The recommended dosage of a medicine is 4 milligrams per kilogram of body weight. What is the recommended dosage, in milligrams, for a person who weighs 84 kilograms?
- A. 21
- B. 88
- C. 324
- D. 336
- E. 2100
Correct Answer & Rationale
Correct Answer: D
To determine the recommended dosage for a person weighing 84 kilograms, multiply their weight by the dosage per kilogram: 4 mg/kg × 84 kg = 336 mg. Option A (21 mg) is incorrect as it significantly underestimates the dosage based on the weight. Option B (88 mg) also miscalculates the dosage, failing to apply the correct multiplication. Option C (324 mg) is close but still incorrect, as it does not reflect the accurate calculation. Option E (2100 mg) is far too high, indicating a misunderstanding of the dosage per kilogram. Thus, 336 mg is the correct dosage for the individual.

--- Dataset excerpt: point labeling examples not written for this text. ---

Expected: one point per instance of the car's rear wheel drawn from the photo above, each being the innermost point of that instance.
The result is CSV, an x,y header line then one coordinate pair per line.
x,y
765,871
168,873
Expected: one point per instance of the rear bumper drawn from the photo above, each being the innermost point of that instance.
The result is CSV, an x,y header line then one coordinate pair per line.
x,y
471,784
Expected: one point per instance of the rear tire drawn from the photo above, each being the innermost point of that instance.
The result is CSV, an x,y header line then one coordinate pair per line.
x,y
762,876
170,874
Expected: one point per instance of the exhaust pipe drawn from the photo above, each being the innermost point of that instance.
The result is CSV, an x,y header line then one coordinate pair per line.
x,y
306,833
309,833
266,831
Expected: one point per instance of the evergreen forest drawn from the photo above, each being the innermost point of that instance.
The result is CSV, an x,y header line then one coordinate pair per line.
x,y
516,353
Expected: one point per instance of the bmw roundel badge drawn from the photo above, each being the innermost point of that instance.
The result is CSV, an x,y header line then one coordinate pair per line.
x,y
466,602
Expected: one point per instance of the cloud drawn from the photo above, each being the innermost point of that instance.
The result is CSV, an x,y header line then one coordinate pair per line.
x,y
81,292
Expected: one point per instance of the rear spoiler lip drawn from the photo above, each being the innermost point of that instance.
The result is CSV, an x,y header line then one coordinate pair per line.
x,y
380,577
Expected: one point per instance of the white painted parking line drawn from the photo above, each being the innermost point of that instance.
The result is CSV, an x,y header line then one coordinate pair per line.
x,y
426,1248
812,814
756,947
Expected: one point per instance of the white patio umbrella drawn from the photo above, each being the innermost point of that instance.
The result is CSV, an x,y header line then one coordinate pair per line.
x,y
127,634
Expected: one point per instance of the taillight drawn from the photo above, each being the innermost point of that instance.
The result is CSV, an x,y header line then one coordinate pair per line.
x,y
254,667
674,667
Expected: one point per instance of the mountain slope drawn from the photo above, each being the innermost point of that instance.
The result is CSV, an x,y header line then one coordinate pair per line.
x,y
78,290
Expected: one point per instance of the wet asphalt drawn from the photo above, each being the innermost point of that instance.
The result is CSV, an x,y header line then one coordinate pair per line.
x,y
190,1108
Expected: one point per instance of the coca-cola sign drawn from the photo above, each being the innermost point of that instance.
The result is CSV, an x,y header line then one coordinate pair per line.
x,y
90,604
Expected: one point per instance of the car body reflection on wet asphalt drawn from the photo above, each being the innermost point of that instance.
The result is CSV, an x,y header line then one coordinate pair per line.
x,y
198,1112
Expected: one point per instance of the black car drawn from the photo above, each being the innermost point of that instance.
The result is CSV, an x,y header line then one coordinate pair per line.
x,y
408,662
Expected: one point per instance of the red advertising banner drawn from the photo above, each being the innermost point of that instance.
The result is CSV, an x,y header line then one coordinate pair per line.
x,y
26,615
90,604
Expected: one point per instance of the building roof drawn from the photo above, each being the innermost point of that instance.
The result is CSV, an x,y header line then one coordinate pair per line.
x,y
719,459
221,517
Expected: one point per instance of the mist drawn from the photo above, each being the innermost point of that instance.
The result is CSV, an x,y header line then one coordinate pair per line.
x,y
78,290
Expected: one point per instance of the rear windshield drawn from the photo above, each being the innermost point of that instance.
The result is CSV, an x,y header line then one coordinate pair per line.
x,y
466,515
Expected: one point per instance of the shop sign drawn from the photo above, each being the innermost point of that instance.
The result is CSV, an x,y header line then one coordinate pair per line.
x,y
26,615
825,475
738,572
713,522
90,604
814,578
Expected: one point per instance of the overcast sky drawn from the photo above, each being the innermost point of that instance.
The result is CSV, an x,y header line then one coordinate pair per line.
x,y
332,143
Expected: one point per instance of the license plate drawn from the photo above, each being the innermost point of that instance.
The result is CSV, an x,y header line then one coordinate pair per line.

To determine the recommended dosage for a person weighing 84 kilograms, multiply their weight by the dosage per kilogram: 4 mg/kg × 84 kg = 336 mg. Option A (21 mg) is incorrect as it significantly underestimates the dosage based on the weight. Option B (88 mg) also miscalculates the dosage, failing to apply the correct multiplication. Option C (324 mg) is close but still incorrect, as it does not reflect the accurate calculation. Option E (2100 mg) is far too high, indicating a misunderstanding of the dosage per kilogram. Thus, 336 mg is the correct dosage for the individual.